In front of you is a wonderful book about an extraordinary person—an artist, a Christian—Sergei Mikhailovich Romanovich. Through his great pictorial legacy, especially his brilliant images of Christ, he develops a philosophy, because when an artist plunges into the deepest spiritual world and then recreates it in colors, he delivers a new revelation of Love, Light, Knowledge, and Wisdom. Thus, Romanovich’s painting is, precisely, philosophy.
Sergei Mikhailovich wrote: “When beauty opens itself to an artist, he cannot but depict it in colors, words, and sounds.” His articles about artists, notes on art, letters, and poems are philosophy of the beautiful, given in a surprisingly expressive and understandable language for everyone. It offers clear, convincing answers to many and many pressing disputes of modern aesthetics. On the essence of abstract art, realism, and the significance of creativity by Picasso, Larionov, Ge, and Van Gogh—he gives a clear, persuasive response. About Sergei Mikhailovich, his relatives, friends, fellow comrades, students, and admirers of his talent wrote.

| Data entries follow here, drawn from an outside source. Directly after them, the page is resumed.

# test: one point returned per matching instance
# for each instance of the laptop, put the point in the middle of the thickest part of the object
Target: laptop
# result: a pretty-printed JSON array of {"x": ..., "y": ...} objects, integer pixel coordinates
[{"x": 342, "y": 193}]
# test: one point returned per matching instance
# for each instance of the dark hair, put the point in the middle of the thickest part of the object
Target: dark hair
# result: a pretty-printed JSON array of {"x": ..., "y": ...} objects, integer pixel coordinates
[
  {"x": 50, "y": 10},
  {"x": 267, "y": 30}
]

Romanovich joked: “The word ‘artist’ comes not from the word ‘bad,’ but from ‘drizzle.’” All of Sergei Mikhailovich’s creative work—both pictorial and literary—is precisely like a drizzle that is pouring now onto once-dried soil of modern culture.

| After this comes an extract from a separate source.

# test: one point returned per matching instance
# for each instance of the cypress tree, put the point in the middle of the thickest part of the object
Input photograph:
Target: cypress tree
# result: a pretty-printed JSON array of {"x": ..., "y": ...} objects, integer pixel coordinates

In Sergei Mikhailovich Romanovich’s articles and letters, the spelling and punctuation of the sources are preserved.
Sergei Mikhailovich Romanovich is an artist with a unique fate. Even Mikhail Larionov, the head of the Russian avant-garde, counted him—at nineteen, a student of MUZhVZ—among the core of artists, makers of modern art. In 1922, he was one of the leading figures in the society “Makovets.” Then he went underground, and there was complete obscurity and poverty until the end of his life. He worked “in the drawer” (half of the works were based on Bible plots) for a better future. Alas, fame did not come to him yet, and even in Russia people almost don’t know him. But he is one of the pillars of the spirituality of the future. Yet understanding of his work does not come right away. Instead, when you contemplate his paintings, they do not shine on the surface—they enter consciousness ever more fully with their mysterious depth. Romanovich’s work opens up the world of the beautiful, and in a living—mind and spirit— it is born in the soul of the human being.